Fig. 2: Classification of major promoter states.
figure 2

a Clustered heatmaps surrounding the transcriptional start sites (TSS + /− 3 kb) of 19,791 annotated genes. The example shown is for adrenal. One replicate is shown for each data type for simplicity. Replicates across all tissues were near identical. Two minor variations on this pattern were detected in RPE (Supplementary Fig. 2) and the liver, lung and brain (Supplementary Fig. 3). b Mean signal levels for the genes clustered in (a). Traces are coloured according to the text colour in (a). Broad expressed genes show approximately double the level of transcription and twice the width of H3K4me3 and H3K27ac marks compared with narrow expressed genes.

Mapping major promoter states discovers disallowed gene sets

Our classification allowed us to ask how the major promoter states changed across different tissues. Tracking all states in all tissues was complex to visualise (Supplementary Fig. 12). Unifying broad, narrow and bidirectional expressed into a single category (expressed) displayed how the majority of genes remained unaltered across tissues (Fig. 3a). In contrast, 29% of genes had a variable promoter state. Within this subset, we predicted that genes responsible for a specific organ’s assembly, such as those encoding developmental TFs, would need to be actively excluded or disallowed at inappropriate sites (as seen in Fig. 1b for NKX2-5). We tested this in the replicated datasets by comparing genes transcribed uniquely in one tissue for either inactivity (no mark) or active repression elsewhere (H3K27me3; disallowed). Gene ontology (GO) analysis of the uniquely expressed/disallowed elsewhere gene sets identified the appropriate developmental programme in all instances (as shown for the heart in Fig. 3b; e.g., heart development). These gene sets are listed for each tissue in Supplementary Data 5a. In contrast, tissue-specific transcription initiated from genes that were simply inactive in other organs tended to highlight differentiated cell function (Fig. 3b; e.g., sarcomere organisation). These observations highlight the preferential use of H3K27me3 at the promoters of genes controlling cell fate decisions, but not differentiated function. Moreover, the fact that these cell fate genes did not emerge for any tissue in the sub-categorisation of H3K27me3 signal with low-level H3K4me3 (Supplementary Figs. 611) further supports lack of bivalency at their gene promoters.

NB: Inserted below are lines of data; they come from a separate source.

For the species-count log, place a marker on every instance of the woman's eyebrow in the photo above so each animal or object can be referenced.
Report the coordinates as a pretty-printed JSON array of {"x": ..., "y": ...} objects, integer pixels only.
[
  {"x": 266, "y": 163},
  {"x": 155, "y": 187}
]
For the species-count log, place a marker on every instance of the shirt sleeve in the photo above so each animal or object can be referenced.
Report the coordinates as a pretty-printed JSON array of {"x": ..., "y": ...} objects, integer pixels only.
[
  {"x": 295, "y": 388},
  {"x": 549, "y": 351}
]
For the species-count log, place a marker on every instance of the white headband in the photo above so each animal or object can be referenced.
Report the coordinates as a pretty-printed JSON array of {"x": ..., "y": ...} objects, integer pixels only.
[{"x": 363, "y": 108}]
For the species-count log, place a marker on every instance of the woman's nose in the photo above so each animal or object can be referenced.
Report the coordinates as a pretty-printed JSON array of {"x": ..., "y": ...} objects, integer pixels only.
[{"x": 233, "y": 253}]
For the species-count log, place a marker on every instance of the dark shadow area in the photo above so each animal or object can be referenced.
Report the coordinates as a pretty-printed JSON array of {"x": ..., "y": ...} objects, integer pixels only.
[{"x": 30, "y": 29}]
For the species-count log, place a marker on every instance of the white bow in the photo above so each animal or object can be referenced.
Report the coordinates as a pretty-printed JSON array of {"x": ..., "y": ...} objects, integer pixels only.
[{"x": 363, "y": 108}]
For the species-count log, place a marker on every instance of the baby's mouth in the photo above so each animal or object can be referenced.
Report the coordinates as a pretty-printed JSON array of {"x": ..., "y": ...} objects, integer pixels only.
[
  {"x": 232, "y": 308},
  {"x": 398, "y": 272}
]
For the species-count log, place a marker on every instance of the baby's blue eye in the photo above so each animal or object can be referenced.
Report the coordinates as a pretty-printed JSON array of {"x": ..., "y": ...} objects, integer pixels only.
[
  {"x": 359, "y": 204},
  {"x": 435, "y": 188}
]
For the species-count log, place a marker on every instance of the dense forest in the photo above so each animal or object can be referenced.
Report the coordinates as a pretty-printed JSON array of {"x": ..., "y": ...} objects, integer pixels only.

Fig. 3: Integration of promoter states across tissues and over time.
figure 3

a Alluvial plot showing promoter state for 19,791 annotated genes across all tissues with replicated datasets. To aid visualisation, all the different transcribed states are amalgamated into a single expressed category (the alluvial plot for all individual states is shown in Supplementary Fig. 6). The example shown is centred on the promoter state in the Heart/LV dataset. Those genes with an expressed promoter state in the heart and either active repression or inactive elsewhere are indicated to the right of the panel and subject to gene enrichment analyses in (b). b Gene enrichment analysis of genes with an expressed promoter state in the heart and either active repression or inactive in all remaining tissues. All remaining genes were used as background. Examples of the genes underlying the biological process (BP) or disease ontology (DO) terms and their total number are listed beneath the bar charts. c Alluvial plot showing the variance in promoter state between H1 human pluripotent stem cells (hPSCs), the embryonic pancreas (prior to endocrine differentiation24) and the adult pancreas. Circles capture those genes that shift from active repression to expressed at the stage of either embryonic or adult pancreas. d Gene enrichment analyses of encircled genes from (c). Examples of the genes underlying the BP and KEGG terms and their total number are listed beneath the bar charts. All remaining genes were used as background. While maturity onset diabetes of the young emerged in both analyses, the underlying genes were different reflecting developmental roles prior to or after pancreatic endocrine differentiation24.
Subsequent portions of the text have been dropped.